Absorption of carbohydrates
Let's examine absorption more closely. Absorption denotes the transport of a nutrient from the intestinal lumen into circulation within the body (right to left in the image here). For this activity, the nutrient must traverse two cell membranes; while these prevent potential harms brought by foreign substances, they also impede nutrients from entering. In many cases, transporters are needed for passage; these proteins, which are embedded in the membranes, facilitate movement of a nutrient across the barrier.
Glucose is absorbed via a transporter known as sodium-dependent transporter or SGLT1. However, the transport capability of this transporter is limited, as it becomes saturated at a carbohydrate intake of about 1g/min (or 60g/h). This explains why consuming more than around 60 to 70 grams per hour does not result in the oxidation of additional carbohydrates; instead the excess carbohydrates simply build up in the intestine.
To maximize carbohydrate delivery to the muscles, our findings suggest a combination of glucose given at 60 g/h and fructose transported by the GLUT5 transporter.
In 2004, Dr. Roy Jentjens from the University of Birmingham conducted the first study to show that a combination of certain carbohydrates can increase oxidation rates over 1g/min (1.26g/min) by more than 25%, which was higher than what was believed until then(1).

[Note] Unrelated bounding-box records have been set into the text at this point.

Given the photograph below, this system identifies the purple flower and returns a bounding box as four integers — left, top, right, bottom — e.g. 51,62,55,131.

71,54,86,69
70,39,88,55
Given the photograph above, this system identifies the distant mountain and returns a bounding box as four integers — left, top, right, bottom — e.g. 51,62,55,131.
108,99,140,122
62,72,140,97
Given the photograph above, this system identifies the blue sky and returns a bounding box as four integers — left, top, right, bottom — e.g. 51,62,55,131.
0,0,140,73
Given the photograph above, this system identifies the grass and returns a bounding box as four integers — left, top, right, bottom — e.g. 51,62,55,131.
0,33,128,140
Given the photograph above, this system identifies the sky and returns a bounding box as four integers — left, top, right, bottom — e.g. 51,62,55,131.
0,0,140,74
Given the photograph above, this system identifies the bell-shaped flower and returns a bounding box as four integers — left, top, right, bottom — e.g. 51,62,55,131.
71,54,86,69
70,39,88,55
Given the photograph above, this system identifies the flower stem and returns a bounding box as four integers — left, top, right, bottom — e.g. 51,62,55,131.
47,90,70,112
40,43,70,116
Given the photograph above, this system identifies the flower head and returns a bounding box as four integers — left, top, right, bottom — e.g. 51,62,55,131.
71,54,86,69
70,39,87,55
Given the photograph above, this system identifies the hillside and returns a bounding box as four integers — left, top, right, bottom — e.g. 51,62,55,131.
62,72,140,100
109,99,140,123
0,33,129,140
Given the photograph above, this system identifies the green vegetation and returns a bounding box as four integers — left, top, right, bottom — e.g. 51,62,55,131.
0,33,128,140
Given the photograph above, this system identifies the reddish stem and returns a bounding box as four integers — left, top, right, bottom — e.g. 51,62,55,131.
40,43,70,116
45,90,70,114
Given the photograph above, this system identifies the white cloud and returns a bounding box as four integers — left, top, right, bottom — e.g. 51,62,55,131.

Currently there are two known transporters in the intestines: SGLT1 which transports glucose and galactose, and GLUT5, which carries fructose. Research shows that oxidation of carbohydrates from a sucrose beverage is not as high as the oxidation rates for glucose and fructose (or other multiple-transportable carbs).
The best combination with no sure-fire formula.
Our research focused on the combination of carbohydrates that yielded the greatest rate of oxidation. The studies revealed that multiple carbohydrates produced a 75% higher oxidation rate than single-transporter carbohydrates like SGLT1! Our findings were most favorable for these combinations:
- maltodextrin : fructose
- glucose : fructose
- Glucose has a 1 : 1 : 0.5 ratio to sucrose and fructose.
In every situation, the glucose transporter must be filled up and this will not take place if fewer than 60 g/h is swallowed. Along with that, the supplementary second carbohydrate (fructose) needs to be taken in at rates high enough to contribute to the carbohydrate delivery (30 g/h or more). If these amounts are consumed, it gives a 2:1 ratio of glucose and fructose with an intake of 90 g/h. This is often the recommended proportion. Nevertheless, I would like to emphasize that this is NOT a magical ration. If you can tolerate larger intakes, increasing the amount of fructose might even be beneficial and you will move towards a 1:1 proportion while still consuming 60 g/h of glucose or maltodextrin.
Studies have shown that multiple carbohydrates provide better performance boosts than a drink with one single carbohydrate, as well as improved hydration and less stomach discomfort. Thus, new recommendations incorporate this discovery, noting that there are various carbohydrate needs depending on the type of exercise and the athlete's ability.
Liquid, gel or solids?
From a practical standpoint, getting carbohydrates from beverages, gels (2), and low-fat/low-protein/low-fiber energy bars (3) can provide high oxidation rates. Therefore, you have multiple options to meet your personalized carbohydrate intake needs.
Carb mixes can be beneficial for any exercise duration, but are most effective when lasting more than 2.5 hours. In those cases, up to 90g/h of carbohydrate from multiple transportable sources should be consumed. Glucose or maltodextrin should make up around 60 g/h. The ideal mixture we found with the most success was the 2:1 glucose to fructose ratio. That exactly what is in our Hydro Power Endurance Fuel.
For an in-depth look, readers can consult recent reviews on this topic.
- Jentjens, R. L., et al. (2004). Oxidation of combined ingestion of glucose and fructose during exercise." J Appl Physiol 96(4): 1277-1284.
- Pfeiffer, B., et al. (2010). Oxidation of solid versus liquid CHO sources during exercise." Med Sci Sports Exerc 42(11): 2030-2037.
- Pfeiffer, B., et al. (2010). CHO oxidation from a CHO gel compared with a drink during exercise." Med Sci Sports Exerc 42(11): 2038-2045.
- Currell, K. and A. E. Jeukendrup (2008). Superior endurance performance with ingestion of multiple transportable carbohydrates." Med Sci Sports Exerc 40(2): 275-281.
- Jeukendrup, A. E. (2011). "Nutrition for endurance sports: marathon, triathlon, and road cycling." J Sports Sci 29 Suppl 1: S91-99.
- Jeukendrup, A. (2014). "A step towards personalized sports nutrition: carbohydrate intake during exercise." Sports Med 44 Suppl 1: 25-33.